Starting with 1974, there was a second phase of building apartment blocks, finished in the late 1970s. The third phase, completed in the early 1980s would significantly overcrowd the area, since many of the old green spaces from the original project, and some of the old detached houses would be replaced by further apartment blocks, and deviate from the original project.

After 1989, Grigorescu continued to grow through new housing development, including expansion onto the slopes toward the Hoia hill. The post-communist period also brought a diversification of local institutions and community life, including the construction of new churches serving several different denominations.

== The legend of Donath ==

There is a local legend associated with the name Donath.
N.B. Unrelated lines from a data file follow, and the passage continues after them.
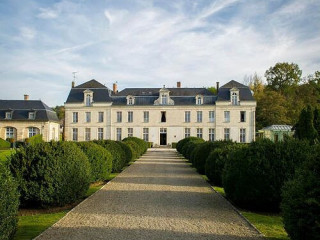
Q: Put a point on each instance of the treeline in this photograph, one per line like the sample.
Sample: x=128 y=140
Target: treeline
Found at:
x=284 y=95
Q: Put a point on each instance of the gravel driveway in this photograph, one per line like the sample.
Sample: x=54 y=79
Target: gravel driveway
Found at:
x=158 y=197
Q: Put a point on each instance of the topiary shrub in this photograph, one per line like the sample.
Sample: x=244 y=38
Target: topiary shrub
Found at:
x=4 y=144
x=100 y=160
x=253 y=176
x=117 y=153
x=301 y=200
x=9 y=203
x=51 y=174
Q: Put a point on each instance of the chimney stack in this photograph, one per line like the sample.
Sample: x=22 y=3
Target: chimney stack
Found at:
x=115 y=88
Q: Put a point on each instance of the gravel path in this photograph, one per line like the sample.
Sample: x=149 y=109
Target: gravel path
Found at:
x=158 y=197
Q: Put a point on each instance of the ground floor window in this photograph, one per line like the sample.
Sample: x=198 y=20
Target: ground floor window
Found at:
x=75 y=134
x=119 y=133
x=100 y=133
x=146 y=134
x=199 y=132
x=88 y=134
x=211 y=134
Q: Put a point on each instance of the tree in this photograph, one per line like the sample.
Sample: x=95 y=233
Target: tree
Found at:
x=283 y=76
x=304 y=129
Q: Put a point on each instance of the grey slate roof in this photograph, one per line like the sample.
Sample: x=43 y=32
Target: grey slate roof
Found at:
x=147 y=96
x=20 y=110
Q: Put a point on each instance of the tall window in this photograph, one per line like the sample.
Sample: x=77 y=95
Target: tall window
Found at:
x=100 y=117
x=211 y=116
x=75 y=134
x=9 y=132
x=75 y=117
x=130 y=132
x=163 y=117
x=119 y=133
x=211 y=134
x=199 y=116
x=88 y=100
x=242 y=116
x=146 y=116
x=119 y=116
x=88 y=116
x=100 y=133
x=226 y=116
x=87 y=134
x=227 y=134
x=234 y=99
x=242 y=135
x=32 y=131
x=130 y=116
x=199 y=132
x=187 y=132
x=187 y=116
x=146 y=134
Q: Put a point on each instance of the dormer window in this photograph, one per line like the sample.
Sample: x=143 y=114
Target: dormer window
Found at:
x=8 y=115
x=32 y=115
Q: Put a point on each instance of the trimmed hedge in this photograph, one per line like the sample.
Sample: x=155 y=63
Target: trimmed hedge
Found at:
x=253 y=176
x=51 y=174
x=100 y=160
x=301 y=201
x=117 y=153
x=4 y=144
x=9 y=203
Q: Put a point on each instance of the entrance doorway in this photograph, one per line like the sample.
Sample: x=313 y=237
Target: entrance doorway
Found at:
x=163 y=136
In its best-known form, a shepherd named Donath is said to have noticed Ottoman troops attempting to cut through the Hoia Hill, in a place which is known today as Tăietura Turcului ("Turkish Cut") in order to divert the Someș toward the Nădăș valley and deprive the city of drinking water; after rushing to warn the town authorities, he collapses and dies, and a stone statue is later erected near the Hoia hillside in gratitude. The tale was recorded in the late 19th century and survives in several variants. The Donath name appears to have entered the legend through association with the local statues of Saint Donathus (Donath) while the “Turkish cut” is better understood as a road-cut feature shaped by local terrain and unstable clay soils rather than any Ottoman engineering project.

==Description==

Today, the Grigorescu district occupies the broad, mostly flat river terrace on the northern bank of the Someșul Mic, beneath the slopes of Cetățuie Hill and the Hoia hill. Its older built fabric reflects the area’s earlier identity as two adjacent zones: the inner part, towards the center features mostly villas from the late Austro-Hungarian era, reflecting the styles of eclecticism and secession. The outer area around Strada Donath, which developed more gradually still preserves some of the old detached homes, but its skyline was shaped decisively by successive infills of large apartment buildings. Some newer housing consisting of mostly detached homes can be found on the Hoia slope. Grigorescu is mostly a residential area, but it is home to several schools and churches. It also houses the local headquarters for Radio Cluj and TVR. Another significant building is Grand Hotel Napoca.